Dia desses, em discussão em aula sobre relações de gênero e trabalho, discutimos dois textos de literatura - de Cora Coralina (Tesouros da Casa Velha) e de Maria Lúcia Medeiros (Velas por quem?). Enfocavam uma biografia outrora típica de mulheres pobres em cidades provincianas do Brasil, que começaram cedo nas lides domésticas em casa alheia. Pois bem, nas discussões em sala, surpreendemo-nos, alunos e professora, com os casos de uma aluna e um aluno que eram, respectivamente, filha e neto de uma dessas meninas "crias" em casa de família. Menos surpreendentes foram os relatos de várias alunas, de que podiam estar ali, investindo em sua formação profissional, por disporem dos serviços de uma mulher, geralmente uma empregada doméstica, a quem confiam filhos pequenos ou alguém na casa que requer cuidados contínuos, uma pessoa idosa por exemplo.

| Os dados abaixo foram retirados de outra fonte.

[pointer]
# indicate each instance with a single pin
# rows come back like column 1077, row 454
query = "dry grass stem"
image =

Manifestavam-se ali traços comuns do exercício da maternidade entre nós. Um deles, a "conciliação" vida familiar e atividade profissional, assunto de mulheres. Alunas se referiram a essa experiência, reforçando o que a literatura pertinente aponta quanto ao fato se ser essa uma solução que ainda diz respeito, sobretudo, às mulheres. São elas, principalmente, que enfrentam os dilemas e as culpas quando as formas de acomodar ambos os planos, ambos os sonhos, são atrapalhadas, desajeitadas, não se acha a pessoa certa, não se tem o tempo desejado, não se supre devidamente as carências, das mães e dos filhos. Outro traço comum verificado foi a frequência com que nossas "ajudantes", "secretárias", empregadas domésticas que são, muitas vezes, cuidadoras sem o reconhecimento profissional pertinente, também fazem a conciliação vida e trabalho. Também elas recorrem a outras, da família ou de fora, tirando parte dos rendimentos para pagar uma cuidadora para seus próprios filhos e parentes.

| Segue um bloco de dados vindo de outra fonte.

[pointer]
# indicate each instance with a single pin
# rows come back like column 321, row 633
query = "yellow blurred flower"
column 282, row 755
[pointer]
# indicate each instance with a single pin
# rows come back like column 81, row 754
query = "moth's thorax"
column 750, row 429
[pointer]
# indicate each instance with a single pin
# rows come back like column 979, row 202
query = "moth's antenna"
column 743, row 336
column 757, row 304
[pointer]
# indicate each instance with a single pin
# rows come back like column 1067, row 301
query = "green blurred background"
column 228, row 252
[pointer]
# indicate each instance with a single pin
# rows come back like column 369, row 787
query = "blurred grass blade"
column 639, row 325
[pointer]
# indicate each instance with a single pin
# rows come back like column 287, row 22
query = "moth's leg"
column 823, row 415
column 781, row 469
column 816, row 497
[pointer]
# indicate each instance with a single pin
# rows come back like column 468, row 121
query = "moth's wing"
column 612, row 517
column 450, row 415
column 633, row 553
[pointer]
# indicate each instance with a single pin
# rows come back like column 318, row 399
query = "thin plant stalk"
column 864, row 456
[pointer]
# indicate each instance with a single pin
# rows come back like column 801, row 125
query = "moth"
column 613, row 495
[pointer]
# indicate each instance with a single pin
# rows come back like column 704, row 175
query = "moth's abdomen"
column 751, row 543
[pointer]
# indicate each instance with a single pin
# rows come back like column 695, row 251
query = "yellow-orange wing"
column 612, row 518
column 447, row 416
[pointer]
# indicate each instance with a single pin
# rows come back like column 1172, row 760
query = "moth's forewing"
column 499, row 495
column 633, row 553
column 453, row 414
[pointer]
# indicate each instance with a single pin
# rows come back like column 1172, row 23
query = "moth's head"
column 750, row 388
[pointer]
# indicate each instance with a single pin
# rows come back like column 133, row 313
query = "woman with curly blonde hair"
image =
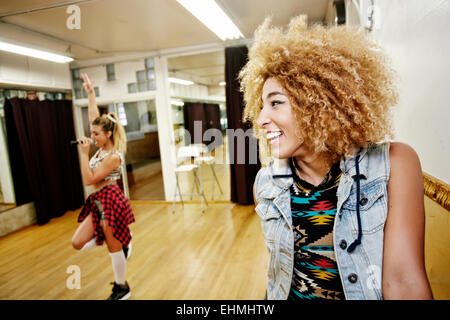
column 344, row 218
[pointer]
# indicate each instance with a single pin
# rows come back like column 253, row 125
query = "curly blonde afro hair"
column 339, row 83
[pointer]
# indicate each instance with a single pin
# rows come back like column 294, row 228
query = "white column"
column 165, row 126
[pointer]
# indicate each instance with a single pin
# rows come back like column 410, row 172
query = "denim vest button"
column 353, row 278
column 363, row 201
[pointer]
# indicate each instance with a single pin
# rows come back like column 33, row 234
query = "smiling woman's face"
column 278, row 122
column 99, row 136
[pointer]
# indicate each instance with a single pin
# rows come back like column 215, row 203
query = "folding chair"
column 206, row 158
column 187, row 153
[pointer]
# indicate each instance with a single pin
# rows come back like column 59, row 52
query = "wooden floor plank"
column 218, row 254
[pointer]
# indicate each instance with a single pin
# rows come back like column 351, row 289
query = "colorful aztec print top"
column 315, row 274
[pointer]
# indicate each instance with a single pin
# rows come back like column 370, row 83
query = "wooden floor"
column 219, row 254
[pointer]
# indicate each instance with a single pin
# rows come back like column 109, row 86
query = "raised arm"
column 88, row 86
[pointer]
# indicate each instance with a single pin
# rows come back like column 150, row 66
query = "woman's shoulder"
column 403, row 159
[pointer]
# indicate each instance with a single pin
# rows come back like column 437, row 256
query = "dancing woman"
column 107, row 212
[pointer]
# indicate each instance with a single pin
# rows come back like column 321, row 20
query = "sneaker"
column 120, row 292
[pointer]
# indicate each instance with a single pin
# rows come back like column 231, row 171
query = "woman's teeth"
column 272, row 135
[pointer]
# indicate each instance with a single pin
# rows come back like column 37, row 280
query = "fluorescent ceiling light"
column 180, row 81
column 39, row 54
column 177, row 103
column 212, row 16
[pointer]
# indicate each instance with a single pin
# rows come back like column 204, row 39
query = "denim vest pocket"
column 373, row 207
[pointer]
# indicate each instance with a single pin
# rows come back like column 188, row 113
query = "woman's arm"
column 88, row 86
column 107, row 165
column 404, row 275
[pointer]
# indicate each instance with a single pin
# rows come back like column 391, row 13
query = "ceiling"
column 118, row 27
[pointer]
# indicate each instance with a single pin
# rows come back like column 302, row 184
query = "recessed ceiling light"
column 212, row 16
column 180, row 81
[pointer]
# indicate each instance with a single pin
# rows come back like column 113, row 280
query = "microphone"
column 73, row 142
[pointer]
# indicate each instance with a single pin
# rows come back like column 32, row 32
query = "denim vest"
column 360, row 270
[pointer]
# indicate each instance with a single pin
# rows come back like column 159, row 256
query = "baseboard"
column 17, row 218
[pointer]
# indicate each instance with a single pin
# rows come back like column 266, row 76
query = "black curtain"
column 44, row 165
column 242, row 175
column 208, row 114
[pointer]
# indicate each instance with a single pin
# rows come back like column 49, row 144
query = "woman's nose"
column 263, row 118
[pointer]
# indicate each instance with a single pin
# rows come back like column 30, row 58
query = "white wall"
column 415, row 34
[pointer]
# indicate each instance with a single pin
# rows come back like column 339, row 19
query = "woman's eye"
column 275, row 102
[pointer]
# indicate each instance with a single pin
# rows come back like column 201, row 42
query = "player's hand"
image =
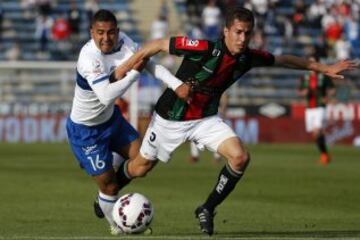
column 333, row 71
column 139, row 66
column 120, row 72
column 184, row 92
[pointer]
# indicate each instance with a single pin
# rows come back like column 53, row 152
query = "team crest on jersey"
column 192, row 43
column 216, row 52
column 89, row 149
column 97, row 67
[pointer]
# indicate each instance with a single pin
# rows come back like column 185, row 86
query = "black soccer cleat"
column 97, row 209
column 206, row 220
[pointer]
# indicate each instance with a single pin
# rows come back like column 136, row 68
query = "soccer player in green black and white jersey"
column 211, row 67
column 317, row 88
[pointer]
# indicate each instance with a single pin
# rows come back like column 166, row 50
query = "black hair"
column 103, row 15
column 239, row 13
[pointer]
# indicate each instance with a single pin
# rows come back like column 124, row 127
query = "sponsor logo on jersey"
column 97, row 67
column 152, row 137
column 192, row 43
column 222, row 182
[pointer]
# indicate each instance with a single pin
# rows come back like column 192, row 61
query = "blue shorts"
column 93, row 146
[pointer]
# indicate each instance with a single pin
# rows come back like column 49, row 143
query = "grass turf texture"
column 285, row 194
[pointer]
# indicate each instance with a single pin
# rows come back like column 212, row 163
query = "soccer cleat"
column 324, row 158
column 97, row 209
column 193, row 159
column 115, row 230
column 206, row 220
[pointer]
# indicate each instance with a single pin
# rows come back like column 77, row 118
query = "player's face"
column 237, row 37
column 105, row 35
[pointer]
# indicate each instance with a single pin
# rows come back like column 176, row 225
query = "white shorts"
column 314, row 118
column 164, row 136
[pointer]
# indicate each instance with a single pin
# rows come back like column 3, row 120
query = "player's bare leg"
column 237, row 160
column 118, row 178
column 108, row 190
column 320, row 140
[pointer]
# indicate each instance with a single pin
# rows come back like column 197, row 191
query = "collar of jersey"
column 116, row 49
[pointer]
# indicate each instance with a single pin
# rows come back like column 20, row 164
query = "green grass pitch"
column 285, row 194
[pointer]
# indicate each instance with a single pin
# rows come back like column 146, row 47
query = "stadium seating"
column 20, row 23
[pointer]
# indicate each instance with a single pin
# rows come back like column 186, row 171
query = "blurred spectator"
column 13, row 53
column 1, row 20
column 43, row 31
column 352, row 30
column 164, row 10
column 44, row 7
column 211, row 20
column 74, row 19
column 260, row 8
column 258, row 40
column 193, row 10
column 333, row 33
column 316, row 10
column 194, row 31
column 299, row 17
column 61, row 29
column 91, row 6
column 342, row 49
column 159, row 28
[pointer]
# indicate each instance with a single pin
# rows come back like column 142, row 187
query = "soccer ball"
column 133, row 213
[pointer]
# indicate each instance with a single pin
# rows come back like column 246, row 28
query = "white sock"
column 117, row 160
column 106, row 203
column 194, row 150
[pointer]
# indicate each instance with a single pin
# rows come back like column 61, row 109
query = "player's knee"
column 240, row 161
column 111, row 189
column 142, row 170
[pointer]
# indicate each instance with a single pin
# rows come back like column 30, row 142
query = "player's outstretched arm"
column 333, row 71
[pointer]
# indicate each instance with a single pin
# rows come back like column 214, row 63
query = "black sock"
column 122, row 175
column 227, row 181
column 320, row 142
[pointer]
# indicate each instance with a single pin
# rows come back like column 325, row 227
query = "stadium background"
column 40, row 41
column 284, row 194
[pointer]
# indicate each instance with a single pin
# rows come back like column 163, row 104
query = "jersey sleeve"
column 92, row 70
column 185, row 46
column 260, row 58
column 329, row 82
column 303, row 84
column 91, row 67
column 128, row 42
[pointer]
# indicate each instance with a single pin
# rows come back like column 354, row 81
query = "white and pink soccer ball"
column 133, row 213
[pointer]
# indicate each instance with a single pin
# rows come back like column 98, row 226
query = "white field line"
column 172, row 237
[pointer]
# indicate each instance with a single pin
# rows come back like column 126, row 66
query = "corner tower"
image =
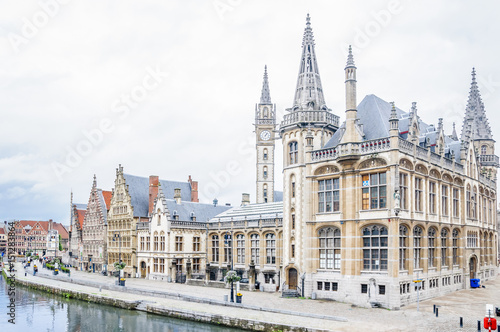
column 307, row 126
column 265, row 125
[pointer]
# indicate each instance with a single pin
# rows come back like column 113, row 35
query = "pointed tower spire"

E, assim, desse modo privado, doméstico, seguimos resolvendo parte da tensão da chamada conciliação entre vida familiar e trajetória profissional, com maiores ou menores possibilidades, pois as desigualdades sociais são profundas. Daí me ocorreu a idéia do título desta postagem sobre o dia das mães, a de uma cadeia produtiva que efetiva a maternidade. Trata-se de uma rede social em grande parte informal e silenciosa, feita de trabalhos e cuidados, afeto e conflitos, reconhecimento e invisibilidade, direitos conquistados e, não obstante, negação de direitos.
E as mães seguem dando vida, amor, cuidados, até nos nomes que escolheram para os filhos, sozinhas ou compartilhando a decisão com os companheiros, nomes que refletem o fato de que, especialmente naquele instante em que deram à luz, sonharam um futuro bom para os seus.